Suppose $$f(x)$$ is a polynomial of degree four having critical points at -1, 0, 1. If $$T = \{x \in R | f(x) = f(0)\}$$, then the sum of squares of all the elements of $$T$$ is:

We begin with the information that the polynomial $$f(x)$$ is of degree four and possesses the three critical points $$x=-1,\;0,\;1$$.

By definition, a critical point is a root of the first derivative. Hence we must have

$$f'(x)=0 \quad\text{when}\quad x=-1,\,0,\,1.$$

A fourth-degree polynomial has a third-degree derivative. Therefore the derivative can have at most three roots, and here all three are already specified. Thus those three roots account for the entire derivative, so the derivative must be proportional to the cubic factor that vanishes at these points:

$$f'(x)=k\,(x+1)\,x\,(x-1),$$

where $$k\neq0$$ is a constant of proportionality.

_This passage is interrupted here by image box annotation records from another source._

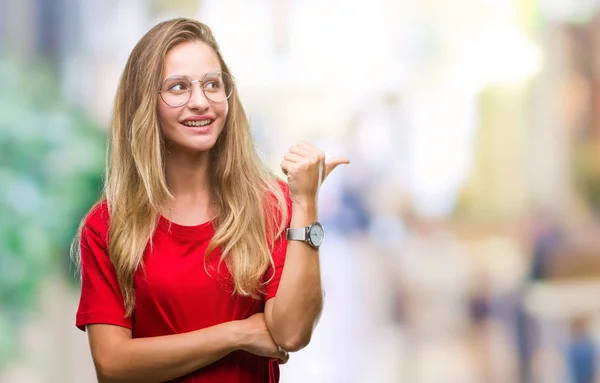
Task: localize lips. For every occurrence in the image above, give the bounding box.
[181,118,214,128]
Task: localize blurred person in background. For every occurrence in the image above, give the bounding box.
[75,19,348,383]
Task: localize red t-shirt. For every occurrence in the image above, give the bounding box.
[76,189,291,383]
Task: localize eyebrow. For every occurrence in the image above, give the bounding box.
[163,69,223,81]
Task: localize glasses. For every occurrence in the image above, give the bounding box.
[158,71,233,108]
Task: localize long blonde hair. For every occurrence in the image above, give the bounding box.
[72,18,288,316]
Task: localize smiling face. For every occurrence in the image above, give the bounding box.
[158,41,228,153]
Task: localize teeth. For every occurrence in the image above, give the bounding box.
[183,120,210,126]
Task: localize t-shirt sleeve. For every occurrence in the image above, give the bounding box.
[265,182,292,302]
[76,219,132,331]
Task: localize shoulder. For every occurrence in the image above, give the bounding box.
[82,200,110,238]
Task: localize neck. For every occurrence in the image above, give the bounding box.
[165,152,210,200]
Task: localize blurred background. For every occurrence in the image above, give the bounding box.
[0,0,600,383]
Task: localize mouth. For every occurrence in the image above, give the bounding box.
[182,118,213,128]
[181,118,214,133]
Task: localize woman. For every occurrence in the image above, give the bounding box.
[76,19,348,383]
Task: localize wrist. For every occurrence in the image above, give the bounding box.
[292,198,318,222]
[229,320,248,351]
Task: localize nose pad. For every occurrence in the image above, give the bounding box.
[188,82,210,109]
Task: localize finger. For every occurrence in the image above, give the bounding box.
[297,141,318,151]
[280,160,295,176]
[283,153,304,163]
[323,157,350,178]
[290,144,325,160]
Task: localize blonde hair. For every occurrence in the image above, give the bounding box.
[72,18,288,316]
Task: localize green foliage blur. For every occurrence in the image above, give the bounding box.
[0,60,105,370]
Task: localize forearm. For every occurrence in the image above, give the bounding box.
[267,201,323,351]
[94,322,239,383]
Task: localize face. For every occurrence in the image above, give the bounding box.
[158,41,228,153]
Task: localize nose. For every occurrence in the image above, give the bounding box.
[187,82,210,110]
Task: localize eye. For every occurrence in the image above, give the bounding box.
[204,80,222,90]
[167,82,188,93]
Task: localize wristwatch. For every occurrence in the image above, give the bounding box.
[286,221,325,249]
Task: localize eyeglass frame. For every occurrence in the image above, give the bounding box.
[156,70,235,108]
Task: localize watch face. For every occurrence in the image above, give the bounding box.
[308,222,325,247]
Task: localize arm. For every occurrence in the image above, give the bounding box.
[265,202,323,351]
[76,210,287,383]
[87,314,288,383]
[265,143,349,351]
[87,322,241,383]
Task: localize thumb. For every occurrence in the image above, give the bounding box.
[323,157,350,179]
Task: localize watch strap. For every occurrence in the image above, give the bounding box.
[286,227,308,241]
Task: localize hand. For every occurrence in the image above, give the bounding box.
[239,313,290,364]
[281,142,350,206]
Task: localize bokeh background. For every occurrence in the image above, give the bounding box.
[0,0,600,383]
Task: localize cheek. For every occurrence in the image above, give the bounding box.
[157,102,178,131]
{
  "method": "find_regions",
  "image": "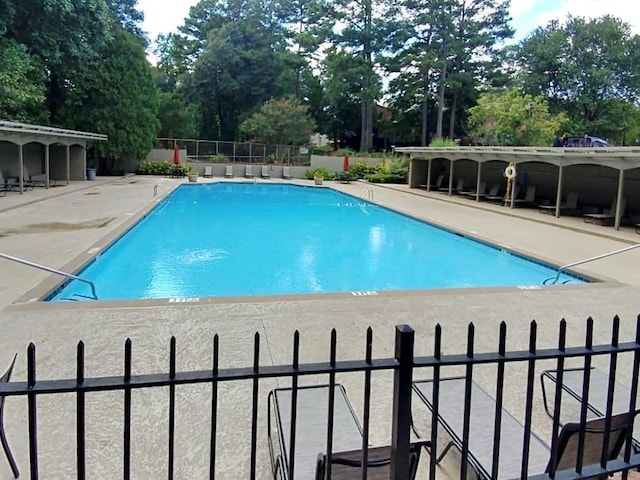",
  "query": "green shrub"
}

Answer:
[136,162,189,175]
[365,172,406,183]
[429,138,458,147]
[304,167,338,180]
[209,153,229,163]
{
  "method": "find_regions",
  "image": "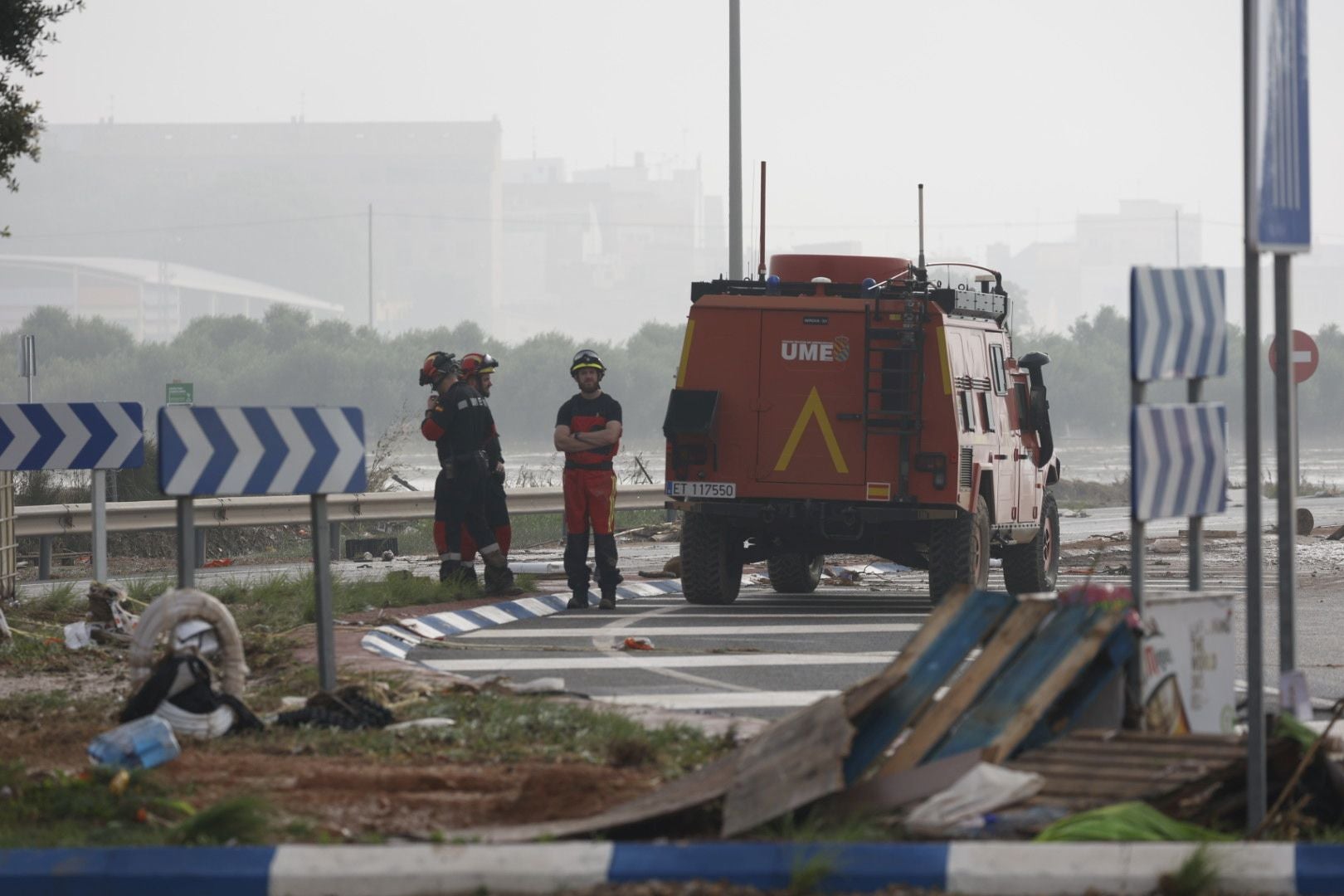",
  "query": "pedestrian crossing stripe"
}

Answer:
[359,579,681,660]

We next expand the cubic for convenience:

$$ (x+1)\,x\,(x-1)=x\,(x^2-1)=x^3-x. $$

So the derivative is explicitly

$$f'(x)=k\,(x^3-x).$$

To recover $$f(x)$$ itself we integrate. We recall the elementary antiderivatives:

$$\int x^3\,dx=\frac{x^4}{4},\qquad\int x\,dx=\frac{x^2}{2}.$$

Applying term-by-term integration and keeping the constant of integration $$C$$, we obtain

$$\begin{aligned} f(x) &= k\int (x^3-x)\,dx + C \\ &= k\left(\frac{x^4}{4}-\frac{x^2}{2}\right)+C. \end{aligned}$$

Thus

$$f(x)=\frac{k}{4}\,x^4-\frac{k}{2}\,x^2+C.$$

Now we form the set

$$T=\{x\in\mathbb R\mid f(x)=f(0)\}.$$

First compute $$f(0)$$ directly:

$$f(0)=\frac{k}{4}(0)^4-\frac{k}{2}(0)^2+C=C.$$

So the defining condition for membership in $$T$$ is

$$f(x)=C.$$

Substituting the explicit formula for $$f(x)$$ gives

$$\frac{k}{4}\,x^4-\frac{k}{2}\,x^2+C=C.$$

Subtracting $$C$$ from both sides simplifies to

$$\frac{k}{4}\,x^4-\frac{k}{2}\,x^2=0.$$

Because $$k\neq0$$ we may divide through by $$k$$ and then multiply by $$4$$ to clear the fraction:

$$x^4-2x^2=0.$$

We factor completely:

$$x^2\,(x^2-2)=0.$$

This yields two separate equations:

$$x^2=0 \quad\text{or}\quad x^2=2.$$

Solving each gives the real elements of $$T$$:

$$x=0,\quad x=\sqrt2,\quad x=-\sqrt2.$$

Hence

$$T=\{\,0,\;\sqrt2,\;-\sqrt2\,\}.$$

We are asked for the sum of the squares of all elements of $$T$$. Squaring each element we have

$$0^2=0,\qquad(\sqrt2)^2=2,\qquad(-\sqrt2)^2=2.$$

Adding these results:

$$0+2+2=4.$$

Hence, the correct answer is Option A.